Ye shall know them by their fruits

This verse is taken from:
Matthew 7. 15-29
Thought of the day for:
10 January 2025

It has ever been the object of Satan to imitate what is of God, and the New Testament gives many warnings of the coming of those who are false: false prophets, false Christs, false apostles, false brethren, and false teachers, Matt. 24. 24; 2 Cor. 11. 13, 26; 2 Pet. 2. 1. To these we can add the warning of Paul who, writing of the last days said, ‘Evil men and seducers shall wax worse and worse’, 2 Tim. 3. 13. How timely then the call with which today’s reading begins, ‘Beware’!

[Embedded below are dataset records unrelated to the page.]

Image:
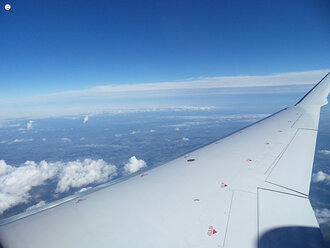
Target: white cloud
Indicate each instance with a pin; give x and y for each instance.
(5, 168)
(39, 204)
(79, 173)
(29, 125)
(22, 140)
(134, 165)
(86, 118)
(325, 152)
(16, 182)
(320, 177)
(291, 82)
(323, 215)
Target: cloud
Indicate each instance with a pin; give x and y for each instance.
(86, 119)
(16, 182)
(134, 165)
(320, 177)
(186, 124)
(323, 215)
(22, 140)
(29, 125)
(60, 104)
(39, 204)
(79, 173)
(325, 152)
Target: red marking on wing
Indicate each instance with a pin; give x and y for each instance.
(223, 185)
(211, 231)
(80, 200)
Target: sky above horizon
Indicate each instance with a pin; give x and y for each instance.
(51, 47)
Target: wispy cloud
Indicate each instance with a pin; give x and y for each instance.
(39, 204)
(96, 99)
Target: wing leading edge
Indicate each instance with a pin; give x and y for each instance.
(249, 189)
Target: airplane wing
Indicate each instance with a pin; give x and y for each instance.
(249, 189)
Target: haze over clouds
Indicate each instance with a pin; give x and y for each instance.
(60, 104)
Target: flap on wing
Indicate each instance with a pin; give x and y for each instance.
(286, 220)
(294, 169)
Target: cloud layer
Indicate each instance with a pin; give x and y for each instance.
(134, 165)
(16, 182)
(79, 173)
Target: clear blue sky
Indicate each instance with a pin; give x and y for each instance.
(52, 46)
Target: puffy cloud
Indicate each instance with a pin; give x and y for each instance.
(86, 119)
(320, 177)
(325, 152)
(16, 182)
(29, 125)
(79, 173)
(39, 204)
(323, 215)
(134, 165)
(4, 168)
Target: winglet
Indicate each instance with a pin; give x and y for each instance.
(318, 94)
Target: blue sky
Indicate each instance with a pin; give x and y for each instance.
(58, 46)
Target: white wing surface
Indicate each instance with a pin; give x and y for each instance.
(249, 189)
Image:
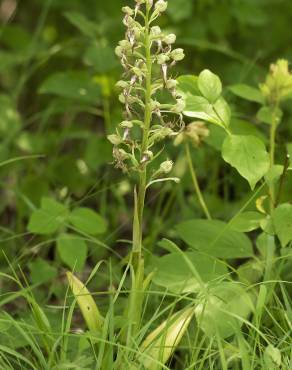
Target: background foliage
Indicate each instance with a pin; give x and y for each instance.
(58, 102)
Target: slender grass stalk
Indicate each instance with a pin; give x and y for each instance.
(196, 183)
(273, 130)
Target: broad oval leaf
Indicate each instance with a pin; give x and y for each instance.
(48, 218)
(199, 107)
(210, 85)
(224, 309)
(247, 221)
(72, 251)
(185, 272)
(248, 155)
(87, 221)
(215, 238)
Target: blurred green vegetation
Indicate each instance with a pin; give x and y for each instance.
(58, 100)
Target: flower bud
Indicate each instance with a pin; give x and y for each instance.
(122, 98)
(171, 84)
(179, 106)
(166, 167)
(119, 51)
(114, 139)
(154, 105)
(162, 59)
(137, 71)
(125, 44)
(161, 6)
(177, 54)
(122, 84)
(122, 154)
(147, 156)
(170, 39)
(126, 124)
(128, 10)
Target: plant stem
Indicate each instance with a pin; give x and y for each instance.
(196, 183)
(273, 130)
(136, 296)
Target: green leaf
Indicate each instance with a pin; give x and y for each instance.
(247, 92)
(174, 271)
(72, 85)
(180, 9)
(41, 271)
(199, 107)
(215, 238)
(248, 155)
(9, 117)
(274, 174)
(222, 111)
(265, 114)
(188, 85)
(241, 127)
(87, 221)
(210, 85)
(222, 311)
(48, 218)
(87, 27)
(247, 221)
(272, 357)
(101, 58)
(88, 307)
(282, 220)
(72, 251)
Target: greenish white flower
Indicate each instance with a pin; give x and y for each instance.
(161, 6)
(171, 84)
(177, 54)
(122, 84)
(128, 10)
(155, 31)
(126, 124)
(170, 39)
(162, 59)
(114, 139)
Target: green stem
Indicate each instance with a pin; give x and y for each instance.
(136, 296)
(273, 130)
(196, 183)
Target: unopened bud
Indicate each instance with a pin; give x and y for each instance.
(166, 167)
(170, 39)
(161, 6)
(147, 156)
(154, 105)
(171, 84)
(126, 124)
(122, 98)
(128, 10)
(177, 54)
(122, 84)
(155, 31)
(114, 139)
(119, 51)
(162, 59)
(179, 106)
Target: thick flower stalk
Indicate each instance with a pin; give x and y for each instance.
(152, 113)
(148, 57)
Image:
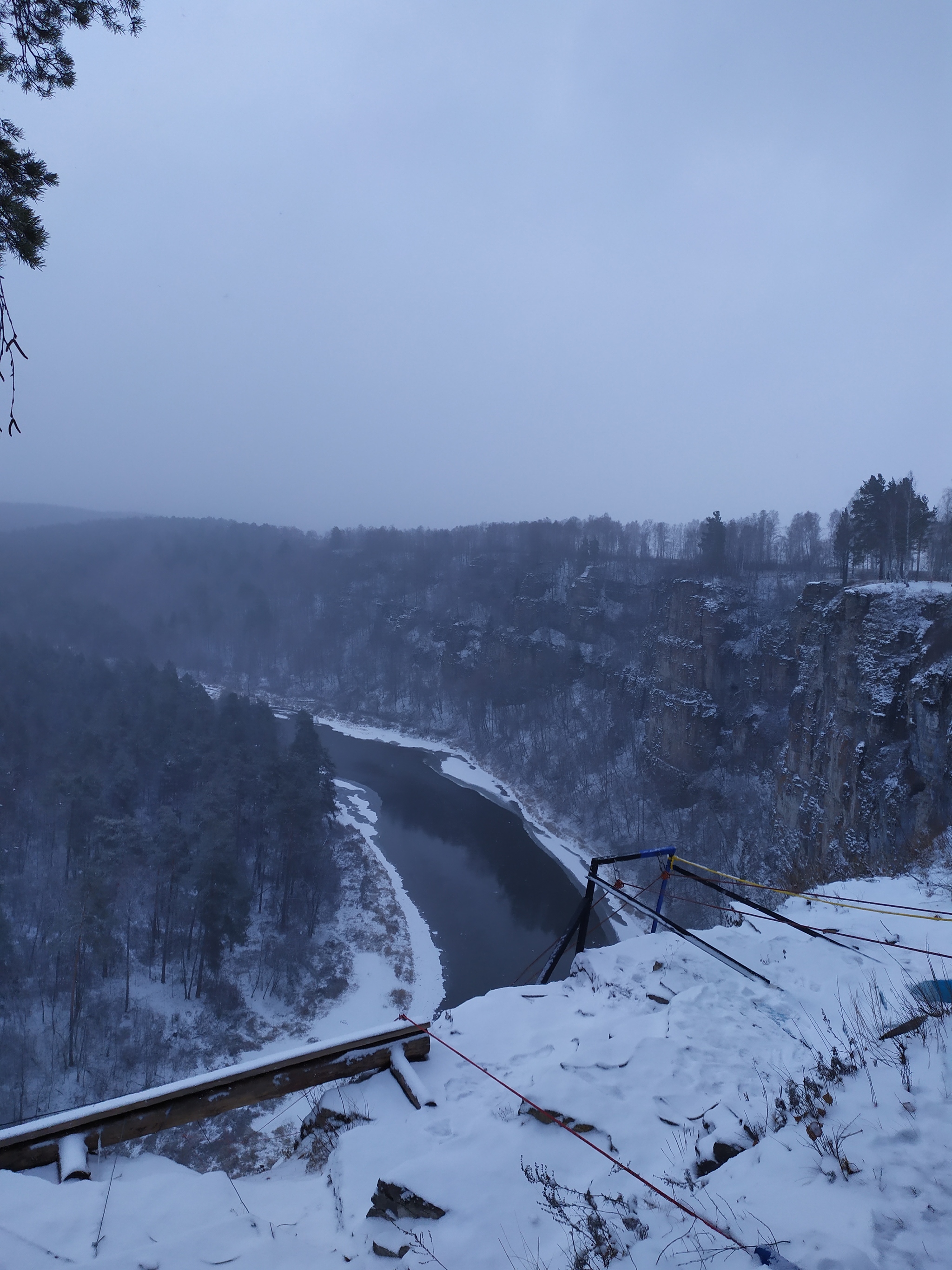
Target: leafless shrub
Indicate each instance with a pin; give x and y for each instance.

Speaking of ‘false prophets’, the Lord indicated how easy it is to be deceived. Such men act subtly, coming in ‘sheep’s clothing’ when in nature and character they are ‘ravening wolves’. Later, when commissioning the twelve the Lord said, ‘I send you forth as sheep in the midst of wolves’, Matt. 10. 16. The false prophets present themselves as ‘sheep’, men called and sent by the Lord, but it is only a mask. In reality they are like greedy wolves, seeking unsuspecting victims to catch and devour. But how can we identify them if their true character is veiled? There is something that cannot be hid - the character of the fruit they produce, Matt. 7. 16, 20. In the world of horticulture the nature of the fruit corresponds to the nature of the plant or tree that produced it, a principle that goes back to creation when the earth brought forth ‘herb yielding seed after his kind, and the tree yielding fruit whose seed was in itself, after his kind’, Gen. 1. 12. Applying the Lord’s teaching, expecting to receive what is edible and wholesome from false prophets is akin to looking for grapes on thorns, or figs on thistles. The false prophet is represented by things that are a result of the fall, thorns and thistles, and by a corrupt tree in which the foliage might be abundant, but the fruit bad. Thus it is with these unregenerate prophets. Just as corrupt trees are dispensed with, so the false prophet is to be rejected, Matt. 7. 19. Any man can confess ‘Lord, Lord’, but the evidence of reality will be seen in such departing from iniquity, vv. 21-23; 2 Tim. 2. 19.

Because there are spiritual imposters we must act wisely towards all who approach us claiming to be servants of the Lord, for sometimes appearances can be deceiving.